Any given day, students trickle in at the end of their school day. They work with an "education specialist," tackling anything from multiplication tables to paragraph structure.

Helena (we're using only her first name to protect her privacy) is one of 100 students here. She struggles to keep up with other kids in the 8th grade at her school, so she comes here once a week to work on her reading with a mentor.

This one-on-one approach is the Pesky Center's bread and butter.

"All of the attention is focused on the instructional component," says Evelyn Johnson. She's the executive director of the Pesky Center, as well as a professor of special education at Boise State. "Like, what are we doing for this child and how are they responding and are they meeting their goals?

Johnson says the Pesky Center, founded in 1997, was initially established with one goal in mind: to help students with learning disabilities.

And right now, she says, one way they can do that is to address the teacher shortage.

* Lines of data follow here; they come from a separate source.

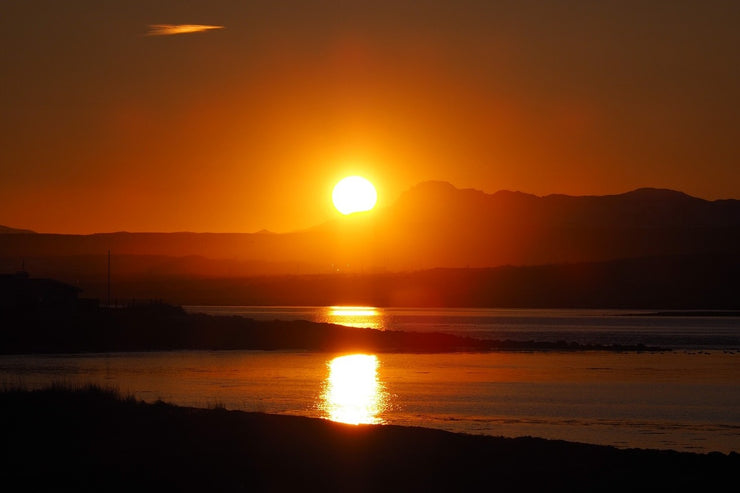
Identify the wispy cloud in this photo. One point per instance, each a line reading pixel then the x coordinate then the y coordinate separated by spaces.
pixel 170 29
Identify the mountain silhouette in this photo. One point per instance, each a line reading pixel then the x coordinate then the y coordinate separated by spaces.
pixel 432 225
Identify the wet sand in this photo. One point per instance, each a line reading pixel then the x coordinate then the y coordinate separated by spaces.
pixel 94 440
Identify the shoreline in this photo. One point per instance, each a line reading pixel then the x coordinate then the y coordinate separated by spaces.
pixel 161 327
pixel 92 438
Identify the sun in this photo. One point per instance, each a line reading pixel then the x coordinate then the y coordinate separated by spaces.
pixel 354 194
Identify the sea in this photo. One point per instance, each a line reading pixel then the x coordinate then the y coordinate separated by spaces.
pixel 685 396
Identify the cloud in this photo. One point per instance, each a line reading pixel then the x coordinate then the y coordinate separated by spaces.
pixel 169 29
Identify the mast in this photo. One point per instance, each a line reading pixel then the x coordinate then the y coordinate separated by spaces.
pixel 109 278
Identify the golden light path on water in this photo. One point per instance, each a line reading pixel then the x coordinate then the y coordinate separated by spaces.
pixel 352 391
pixel 366 317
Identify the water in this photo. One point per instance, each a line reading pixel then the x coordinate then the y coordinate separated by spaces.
pixel 686 399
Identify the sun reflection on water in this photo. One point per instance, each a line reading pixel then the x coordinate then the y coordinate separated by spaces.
pixel 366 317
pixel 352 392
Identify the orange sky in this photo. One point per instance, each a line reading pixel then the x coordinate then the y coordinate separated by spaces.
pixel 246 127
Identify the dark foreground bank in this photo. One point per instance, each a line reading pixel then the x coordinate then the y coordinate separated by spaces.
pixel 94 440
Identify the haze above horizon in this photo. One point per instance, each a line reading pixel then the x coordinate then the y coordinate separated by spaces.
pixel 242 117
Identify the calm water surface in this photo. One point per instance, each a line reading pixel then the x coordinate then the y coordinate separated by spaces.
pixel 679 400
pixel 686 399
pixel 582 326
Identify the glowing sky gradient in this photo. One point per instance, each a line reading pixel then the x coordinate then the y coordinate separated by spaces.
pixel 105 128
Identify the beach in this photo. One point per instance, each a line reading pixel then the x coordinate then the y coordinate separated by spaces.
pixel 93 439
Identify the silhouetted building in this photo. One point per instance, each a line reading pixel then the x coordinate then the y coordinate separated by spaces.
pixel 21 292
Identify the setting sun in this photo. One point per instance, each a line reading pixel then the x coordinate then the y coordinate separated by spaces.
pixel 354 194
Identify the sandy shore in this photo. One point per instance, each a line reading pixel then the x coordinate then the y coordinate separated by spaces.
pixel 94 440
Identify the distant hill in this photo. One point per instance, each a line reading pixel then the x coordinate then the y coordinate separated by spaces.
pixel 433 225
pixel 690 282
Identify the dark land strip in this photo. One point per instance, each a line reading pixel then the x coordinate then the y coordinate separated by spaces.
pixel 93 439
pixel 160 327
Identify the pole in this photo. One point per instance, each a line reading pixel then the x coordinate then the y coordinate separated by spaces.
pixel 109 278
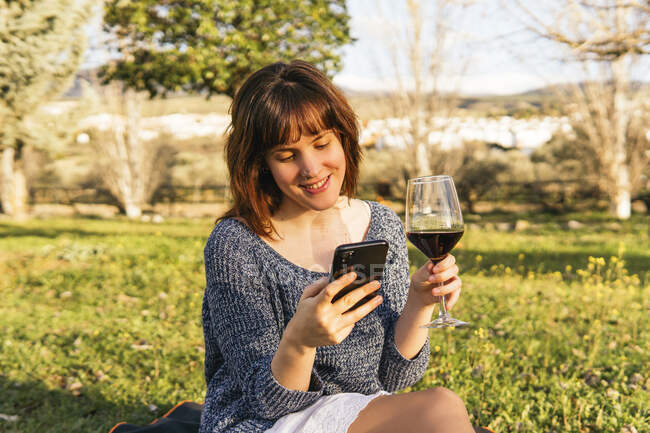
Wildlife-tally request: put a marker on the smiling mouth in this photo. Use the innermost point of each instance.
(317, 184)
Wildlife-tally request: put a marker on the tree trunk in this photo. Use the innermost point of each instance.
(423, 167)
(14, 185)
(132, 210)
(620, 191)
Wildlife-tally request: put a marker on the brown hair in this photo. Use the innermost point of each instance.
(275, 106)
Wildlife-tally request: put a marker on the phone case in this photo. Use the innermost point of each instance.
(367, 259)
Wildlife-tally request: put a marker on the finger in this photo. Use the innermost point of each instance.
(449, 286)
(453, 297)
(445, 263)
(350, 299)
(334, 287)
(359, 313)
(314, 288)
(444, 275)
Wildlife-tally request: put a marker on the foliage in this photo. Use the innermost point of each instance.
(212, 46)
(101, 323)
(41, 48)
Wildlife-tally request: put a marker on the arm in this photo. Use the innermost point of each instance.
(409, 337)
(243, 325)
(293, 363)
(404, 365)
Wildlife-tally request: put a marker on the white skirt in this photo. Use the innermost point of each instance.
(330, 414)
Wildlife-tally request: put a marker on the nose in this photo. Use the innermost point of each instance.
(310, 167)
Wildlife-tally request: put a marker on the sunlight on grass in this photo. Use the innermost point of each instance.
(101, 323)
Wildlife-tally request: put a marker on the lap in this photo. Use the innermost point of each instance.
(412, 412)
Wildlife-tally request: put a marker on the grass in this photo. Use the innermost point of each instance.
(100, 323)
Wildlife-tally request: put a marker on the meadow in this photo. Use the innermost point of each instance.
(100, 323)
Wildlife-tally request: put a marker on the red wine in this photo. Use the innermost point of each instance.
(435, 244)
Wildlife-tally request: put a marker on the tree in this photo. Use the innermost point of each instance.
(609, 37)
(41, 48)
(130, 166)
(425, 60)
(212, 46)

For example, the West Ada schools, a district of more than 37,000 students just outside of Boise, had to replace nearly 20 percent of its special education staff last summer. That's 37 new teachers that needed to come from somewhere.

Often, hiring so many people quickly means settling for quantity over quality. And these quick hires are way more prone to leave the job after two or three years.

And so, the Pesky Center has launched a new training program. Interested college graduates can apply to spend one year at the Center while also taking classes and earning a master's in teaching through Boise State.

The program is called the Special Education Collaborative, and all of it — the training and the classes — will be covered by a scholarship from Alan and Wendy Pesky, the founders of the learning center.

It's up and running with its first two students. Over the next few years, Johnson plans to accept up to 10.

So, this approach won't fix the larger problem any time soon. Classrooms need to be filled now. But educators here say it may be the start of a long-term solution.